NRAS wildtype melanomas with NOTCH4-Mut were identified to be associated with prolonged overall survival (OS) in both the discovery (HR: 0.30, 95% CI: 0.11-0.83, P = 0.01) and validation cohorts(HR: 0.21, 95% CI: 0.07-0.68, P = 0.003). Moreover, NOTCH4-Mut melanoma had a superior clinical response in the discovery cohort (ORR, 40.0% vs 13.11%, P = 0.057) and validation cohort (ORR, 68.75% vs 30.07%, P = 0.004). Further exploration found that NOTCH4-Mut tumors had higher tumor mutation burden (TMB) and tumor neoantigen burden (TNB) (P <0.05). NOTCH4-Mut tumors had a significantly increased mutation in the DNA damage response (DDR) pathway. Gene set enrichment analysis revealed NOTCH4-Mut tumor enhanced anti-tumor immunity.
NOTCH4 mutation may promote tumor immunity and serve as a biomarker to predict good immune response in NRAS wildtype melanoma and guide immunotherapeutic responsiveness.
摘要:
NRAS野生型黑素瘤占黑素瘤的约80%。
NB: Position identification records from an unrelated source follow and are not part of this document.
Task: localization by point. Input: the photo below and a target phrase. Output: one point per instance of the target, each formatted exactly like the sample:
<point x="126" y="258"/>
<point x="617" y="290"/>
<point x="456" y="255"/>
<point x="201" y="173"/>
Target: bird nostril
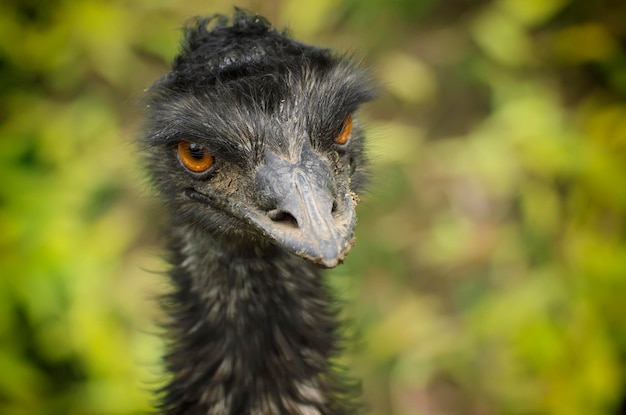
<point x="278" y="215"/>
以前的研究表明,NRAS野生型黑色素瘤在免疫治疗后比NRAS突变患者有更高的反应率和更好的预后。作为肿瘤细胞和肿瘤微环境(TME)的主要参与者,在NRAS野生型黑色素瘤中,NOTCH家族基因与免疫治疗应答之间的关联仍不明确.
我们的目的是探索NOTCH家族基因变异是否与NRAS野生型黑色素瘤中免疫检查点抑制剂(ICI)反应中的基因组因子相关,以及这些患者的临床结果。
这项研究使用来自五个ICI治疗的黑色素瘤队列的265个NRAS野生型ICI预处理样本的基因组数据来分析NOTCH家族基因突变与ICI治疗疗效之间的关系。
在发现组(HR:0.30,95%CI:0.11-0.83,P=0.01)和验证组(HR:0.21,95%CI:0.07-0.68,P=0.003)中,NRAS野生型黑色素瘤与延长的总生存期(OS)相关。此外,NOTCH4-Mut黑色素瘤在发现队列中具有优异的临床反应(ORR,40.0%vs13.11%,P=0.057)和验证队列(ORR,68.75%对30.07%,P=0.004)。进一步探索发现NOTCH4-Mut肿瘤具有较高的肿瘤突变负荷(TMB)和肿瘤新抗原负荷(TNB)(P<0.05)。NOTCH4-Mut肿瘤在DNA损伤应答(DDR)途径中具有显著增加的突变。基因集富集分析显示NOTCH4-Mut肿瘤增强了抗肿瘤免疫力。
NOTCH4突变可促进肿瘤免疫,并作为生物标志物预测NRAS野生型黑色素瘤的良好免疫应答和指导免疫治疗应答。
我们的目的是探索NOTCH家族基因变异是否与NRAS野生型黑色素瘤中免疫检查点抑制剂(ICI)反应中的基因组因子相关,以及这些患者的临床结果。
这项研究使用来自五个ICI治疗的黑色素瘤队列的265个NRAS野生型ICI预处理样本的基因组数据来分析NOTCH家族基因突变与ICI治疗疗效之间的关系。
在发现组(HR:0.30,95%CI:0.11-0.83,P=0.01)和验证组(HR:0.21,95%CI:0.07-0.68,P=0.003)中,NRAS野生型黑色素瘤与延长的总生存期(OS)相关。此外,NOTCH4-Mut黑色素瘤在发现队列中具有优异的临床反应(ORR,40.0%vs13.11%,P=0.057)和验证队列(ORR,68.75%对30.07%,P=0.004)。进一步探索发现NOTCH4-Mut肿瘤具有较高的肿瘤突变负荷(TMB)和肿瘤新抗原负荷(TNB)(P<0.05)。NOTCH4-Mut肿瘤在DNA损伤应答(DDR)途径中具有显著增加的突变。基因集富集分析显示NOTCH4-Mut肿瘤增强了抗肿瘤免疫力。
NOTCH4突变可促进肿瘤免疫,并作为生物标志物预测NRAS野生型黑色素瘤的良好免疫应答和指导免疫治疗应答。